Od kiedy pamiętam imprezy rodzinne – siedzenie przy stole z dorosłymi – to był koszmar. Nie mogłam wydobyć z siebie głosu. Po przejściu do dziecięcego pokoju swobodnie bawiłam się z dziećmi. Ten stres siedzenia przy stole pozostał mi do dziś. Tylko sporadycznie odzywam się w szerszym gronie, nawet jeśli jest to grono mojego rodzeństwa i ich rodzin. Mogę rozmawiać tylko cicho z kimś siedzącym obok. Zdarza się też, że ktoś mnie blokuje. Wtedy w jego towarzystwie wyduszam z siebie tylko kilka kurtuazyjnych słów i potem nie potrafię się już odezwać. Pamiętam, że przed ślubem myślałam, że pewnie najtrudniejsze w małżeństwie będą dla mnie imprezy rodzinne. I rzeczywiście wszystkie urodziny, chrzty itp ogromnie dużo mnie kosztują i jak tylko mogę ograniczam ilość gości (w kameralnym gronie jest łatwiej), czym niektórym się narażam.

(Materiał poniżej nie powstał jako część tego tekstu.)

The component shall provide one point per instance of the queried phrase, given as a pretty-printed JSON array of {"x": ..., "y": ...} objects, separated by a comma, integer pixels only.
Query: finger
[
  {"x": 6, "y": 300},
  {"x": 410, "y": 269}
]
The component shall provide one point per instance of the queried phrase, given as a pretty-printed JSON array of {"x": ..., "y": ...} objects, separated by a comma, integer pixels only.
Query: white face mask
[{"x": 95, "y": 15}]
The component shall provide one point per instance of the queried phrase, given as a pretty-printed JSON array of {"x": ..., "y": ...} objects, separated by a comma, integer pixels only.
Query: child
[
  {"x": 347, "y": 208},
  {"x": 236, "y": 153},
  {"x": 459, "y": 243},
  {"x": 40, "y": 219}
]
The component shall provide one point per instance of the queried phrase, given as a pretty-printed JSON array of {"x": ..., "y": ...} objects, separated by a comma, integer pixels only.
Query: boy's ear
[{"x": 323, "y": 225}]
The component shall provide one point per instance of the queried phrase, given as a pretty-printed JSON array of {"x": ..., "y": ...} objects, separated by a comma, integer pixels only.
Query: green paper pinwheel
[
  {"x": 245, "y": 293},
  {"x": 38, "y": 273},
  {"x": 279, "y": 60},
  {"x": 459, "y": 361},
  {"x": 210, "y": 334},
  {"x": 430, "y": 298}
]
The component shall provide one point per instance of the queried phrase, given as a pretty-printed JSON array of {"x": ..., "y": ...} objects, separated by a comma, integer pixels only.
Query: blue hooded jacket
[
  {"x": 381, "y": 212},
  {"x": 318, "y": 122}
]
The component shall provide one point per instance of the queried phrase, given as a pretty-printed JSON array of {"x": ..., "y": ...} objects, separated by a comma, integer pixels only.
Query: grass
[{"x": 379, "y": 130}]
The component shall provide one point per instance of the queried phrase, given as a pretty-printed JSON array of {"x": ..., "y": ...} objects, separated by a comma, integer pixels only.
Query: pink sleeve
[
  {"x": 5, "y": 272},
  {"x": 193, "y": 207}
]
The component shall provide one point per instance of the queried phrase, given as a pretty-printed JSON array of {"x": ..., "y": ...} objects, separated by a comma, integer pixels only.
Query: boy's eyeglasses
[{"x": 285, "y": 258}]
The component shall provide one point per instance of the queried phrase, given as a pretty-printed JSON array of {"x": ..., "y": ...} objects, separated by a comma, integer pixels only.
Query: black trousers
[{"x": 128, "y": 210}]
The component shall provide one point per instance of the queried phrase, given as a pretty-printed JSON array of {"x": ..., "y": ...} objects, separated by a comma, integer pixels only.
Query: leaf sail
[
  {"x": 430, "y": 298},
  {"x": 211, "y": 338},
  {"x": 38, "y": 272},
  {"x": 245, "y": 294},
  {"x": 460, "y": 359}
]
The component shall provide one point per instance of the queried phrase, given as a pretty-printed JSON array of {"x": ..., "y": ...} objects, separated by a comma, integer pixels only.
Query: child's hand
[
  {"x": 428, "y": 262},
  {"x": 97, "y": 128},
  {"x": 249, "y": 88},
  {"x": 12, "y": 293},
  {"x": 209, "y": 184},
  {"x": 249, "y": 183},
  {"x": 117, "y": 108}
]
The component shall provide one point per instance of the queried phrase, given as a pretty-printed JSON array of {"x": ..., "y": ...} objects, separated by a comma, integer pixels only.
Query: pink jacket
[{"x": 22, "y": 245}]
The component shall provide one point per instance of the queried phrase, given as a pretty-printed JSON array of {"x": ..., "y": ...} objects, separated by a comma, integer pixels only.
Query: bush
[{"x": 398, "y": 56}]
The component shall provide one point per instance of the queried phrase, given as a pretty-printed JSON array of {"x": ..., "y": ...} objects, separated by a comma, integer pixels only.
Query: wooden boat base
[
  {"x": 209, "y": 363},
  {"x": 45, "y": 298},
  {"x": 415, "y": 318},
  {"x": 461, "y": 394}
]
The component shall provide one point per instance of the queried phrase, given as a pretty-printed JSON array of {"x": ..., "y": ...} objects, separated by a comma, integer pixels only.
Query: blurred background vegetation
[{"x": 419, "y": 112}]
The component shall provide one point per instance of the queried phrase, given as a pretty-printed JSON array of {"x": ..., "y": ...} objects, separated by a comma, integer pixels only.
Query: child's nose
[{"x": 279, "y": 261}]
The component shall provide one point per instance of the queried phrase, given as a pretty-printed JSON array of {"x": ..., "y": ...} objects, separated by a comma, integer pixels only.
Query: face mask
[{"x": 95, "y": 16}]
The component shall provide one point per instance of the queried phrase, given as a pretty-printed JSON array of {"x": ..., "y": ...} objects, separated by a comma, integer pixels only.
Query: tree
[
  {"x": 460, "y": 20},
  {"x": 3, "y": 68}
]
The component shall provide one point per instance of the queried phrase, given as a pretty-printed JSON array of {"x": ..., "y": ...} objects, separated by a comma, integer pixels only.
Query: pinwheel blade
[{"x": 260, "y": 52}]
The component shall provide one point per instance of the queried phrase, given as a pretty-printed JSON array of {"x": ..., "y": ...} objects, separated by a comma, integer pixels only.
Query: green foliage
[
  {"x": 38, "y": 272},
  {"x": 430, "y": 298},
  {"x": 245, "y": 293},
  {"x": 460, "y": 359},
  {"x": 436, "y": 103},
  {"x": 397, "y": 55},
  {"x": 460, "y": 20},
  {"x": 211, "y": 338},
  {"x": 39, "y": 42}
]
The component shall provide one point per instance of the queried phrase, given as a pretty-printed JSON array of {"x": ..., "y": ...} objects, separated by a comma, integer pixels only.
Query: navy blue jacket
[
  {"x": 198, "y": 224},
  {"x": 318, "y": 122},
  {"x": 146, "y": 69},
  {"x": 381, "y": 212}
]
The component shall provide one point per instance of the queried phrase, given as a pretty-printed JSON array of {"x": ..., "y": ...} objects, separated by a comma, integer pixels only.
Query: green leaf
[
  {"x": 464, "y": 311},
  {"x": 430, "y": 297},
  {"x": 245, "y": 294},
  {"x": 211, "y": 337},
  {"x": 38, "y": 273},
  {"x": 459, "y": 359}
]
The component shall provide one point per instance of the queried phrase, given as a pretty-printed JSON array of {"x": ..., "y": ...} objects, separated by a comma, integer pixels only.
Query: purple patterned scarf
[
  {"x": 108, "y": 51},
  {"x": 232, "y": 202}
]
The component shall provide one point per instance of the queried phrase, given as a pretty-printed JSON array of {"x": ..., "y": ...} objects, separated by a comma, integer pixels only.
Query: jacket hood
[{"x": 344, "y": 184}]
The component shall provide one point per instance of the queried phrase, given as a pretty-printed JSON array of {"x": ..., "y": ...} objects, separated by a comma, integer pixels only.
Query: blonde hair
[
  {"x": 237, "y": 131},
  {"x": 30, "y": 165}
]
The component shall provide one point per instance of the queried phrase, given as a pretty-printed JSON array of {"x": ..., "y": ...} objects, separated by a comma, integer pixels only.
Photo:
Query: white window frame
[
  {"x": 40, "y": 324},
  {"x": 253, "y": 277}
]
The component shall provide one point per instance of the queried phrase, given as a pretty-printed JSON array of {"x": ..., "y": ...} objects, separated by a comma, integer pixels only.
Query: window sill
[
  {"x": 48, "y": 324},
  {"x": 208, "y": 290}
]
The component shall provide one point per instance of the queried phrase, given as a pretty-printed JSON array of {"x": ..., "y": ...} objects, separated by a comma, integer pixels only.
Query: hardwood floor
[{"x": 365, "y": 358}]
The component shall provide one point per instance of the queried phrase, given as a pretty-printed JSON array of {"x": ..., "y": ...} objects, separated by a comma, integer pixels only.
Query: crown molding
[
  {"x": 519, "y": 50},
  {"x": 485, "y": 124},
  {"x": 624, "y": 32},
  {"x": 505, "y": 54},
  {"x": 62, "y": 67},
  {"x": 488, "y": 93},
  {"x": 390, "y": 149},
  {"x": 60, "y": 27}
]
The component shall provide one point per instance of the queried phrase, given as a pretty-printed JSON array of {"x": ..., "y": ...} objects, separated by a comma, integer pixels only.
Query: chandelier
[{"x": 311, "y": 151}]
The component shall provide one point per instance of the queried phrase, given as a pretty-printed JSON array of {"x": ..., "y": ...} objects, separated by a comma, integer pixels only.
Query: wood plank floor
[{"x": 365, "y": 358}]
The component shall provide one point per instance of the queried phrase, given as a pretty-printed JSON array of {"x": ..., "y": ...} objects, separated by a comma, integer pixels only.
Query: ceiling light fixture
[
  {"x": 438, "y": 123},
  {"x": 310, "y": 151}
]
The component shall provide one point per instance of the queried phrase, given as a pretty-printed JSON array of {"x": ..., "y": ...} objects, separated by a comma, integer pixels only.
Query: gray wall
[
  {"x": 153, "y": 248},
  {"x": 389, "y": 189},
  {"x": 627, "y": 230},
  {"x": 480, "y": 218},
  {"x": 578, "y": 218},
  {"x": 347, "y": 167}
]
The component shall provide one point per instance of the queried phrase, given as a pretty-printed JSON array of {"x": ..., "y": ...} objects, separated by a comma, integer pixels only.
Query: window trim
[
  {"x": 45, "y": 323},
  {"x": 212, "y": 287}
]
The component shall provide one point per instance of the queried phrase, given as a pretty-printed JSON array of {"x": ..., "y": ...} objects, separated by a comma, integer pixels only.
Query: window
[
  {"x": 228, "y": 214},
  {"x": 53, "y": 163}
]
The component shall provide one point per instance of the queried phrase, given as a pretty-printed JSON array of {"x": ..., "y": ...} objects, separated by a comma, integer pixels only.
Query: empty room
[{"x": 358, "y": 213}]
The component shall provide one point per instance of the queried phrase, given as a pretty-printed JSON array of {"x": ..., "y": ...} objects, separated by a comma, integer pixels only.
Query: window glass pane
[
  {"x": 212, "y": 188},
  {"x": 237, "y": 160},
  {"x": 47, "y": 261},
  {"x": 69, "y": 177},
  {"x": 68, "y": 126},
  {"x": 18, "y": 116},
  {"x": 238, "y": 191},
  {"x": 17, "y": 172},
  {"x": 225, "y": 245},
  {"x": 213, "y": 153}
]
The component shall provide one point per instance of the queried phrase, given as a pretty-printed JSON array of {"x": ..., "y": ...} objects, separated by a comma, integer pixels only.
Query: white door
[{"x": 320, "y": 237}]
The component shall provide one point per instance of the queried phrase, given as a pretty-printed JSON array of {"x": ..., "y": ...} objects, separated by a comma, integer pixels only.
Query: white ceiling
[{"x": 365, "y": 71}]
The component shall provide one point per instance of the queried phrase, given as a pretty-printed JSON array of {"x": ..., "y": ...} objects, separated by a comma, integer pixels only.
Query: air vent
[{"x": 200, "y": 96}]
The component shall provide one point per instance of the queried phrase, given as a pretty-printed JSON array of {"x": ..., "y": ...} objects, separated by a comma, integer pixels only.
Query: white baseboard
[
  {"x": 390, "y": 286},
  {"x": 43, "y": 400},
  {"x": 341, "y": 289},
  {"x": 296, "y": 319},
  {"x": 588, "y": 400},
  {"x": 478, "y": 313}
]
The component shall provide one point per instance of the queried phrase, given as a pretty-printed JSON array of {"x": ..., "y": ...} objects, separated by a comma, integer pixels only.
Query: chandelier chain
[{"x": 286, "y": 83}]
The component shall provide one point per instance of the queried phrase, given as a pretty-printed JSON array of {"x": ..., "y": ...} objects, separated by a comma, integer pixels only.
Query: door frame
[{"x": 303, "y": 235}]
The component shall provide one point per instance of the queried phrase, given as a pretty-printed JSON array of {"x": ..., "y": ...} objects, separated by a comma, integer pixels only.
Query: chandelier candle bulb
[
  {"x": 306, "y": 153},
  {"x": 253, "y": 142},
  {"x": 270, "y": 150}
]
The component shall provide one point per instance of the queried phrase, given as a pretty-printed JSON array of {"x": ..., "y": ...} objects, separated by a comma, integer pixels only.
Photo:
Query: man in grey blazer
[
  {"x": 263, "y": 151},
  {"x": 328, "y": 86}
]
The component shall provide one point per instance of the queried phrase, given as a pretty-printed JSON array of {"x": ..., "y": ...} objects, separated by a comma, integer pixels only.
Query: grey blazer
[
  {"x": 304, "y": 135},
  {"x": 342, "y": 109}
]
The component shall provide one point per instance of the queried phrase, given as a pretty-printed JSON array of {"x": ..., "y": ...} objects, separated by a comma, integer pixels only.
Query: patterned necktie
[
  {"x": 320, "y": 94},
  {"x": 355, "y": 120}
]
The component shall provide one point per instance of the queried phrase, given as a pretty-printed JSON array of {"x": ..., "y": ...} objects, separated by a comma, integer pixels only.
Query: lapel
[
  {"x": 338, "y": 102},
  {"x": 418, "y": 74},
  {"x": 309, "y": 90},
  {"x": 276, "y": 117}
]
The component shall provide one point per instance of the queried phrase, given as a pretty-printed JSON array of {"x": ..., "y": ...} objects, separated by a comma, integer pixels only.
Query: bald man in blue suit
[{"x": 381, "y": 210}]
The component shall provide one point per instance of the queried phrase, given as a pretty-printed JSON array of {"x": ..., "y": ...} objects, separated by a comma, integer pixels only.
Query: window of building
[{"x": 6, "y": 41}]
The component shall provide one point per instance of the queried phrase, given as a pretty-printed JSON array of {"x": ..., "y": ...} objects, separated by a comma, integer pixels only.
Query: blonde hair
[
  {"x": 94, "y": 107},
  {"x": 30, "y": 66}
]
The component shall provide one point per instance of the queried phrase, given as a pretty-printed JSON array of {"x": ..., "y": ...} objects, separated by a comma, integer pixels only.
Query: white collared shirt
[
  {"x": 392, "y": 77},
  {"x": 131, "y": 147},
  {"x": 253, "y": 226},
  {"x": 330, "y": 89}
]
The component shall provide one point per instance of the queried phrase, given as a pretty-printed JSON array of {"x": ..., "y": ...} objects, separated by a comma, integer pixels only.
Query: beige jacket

Nauczyłam się żyć z tą moją dziwną przypadłością, ale przyznam, że zdeterminowała ona wiele moich życiowych wyborów, np pewnie w dużej mierze przez nią nie poszłam na wymarzone studia, czego potem przez wiele lat żałowałam. Nie udało mi się także do tej pory znaleźć satysfakcjonującej pracy – mam na koncie kilka porażek zawodowych. Myślę, że gdybym wcześniej poddała się terapii, moje życie byłoby łatwiejsze.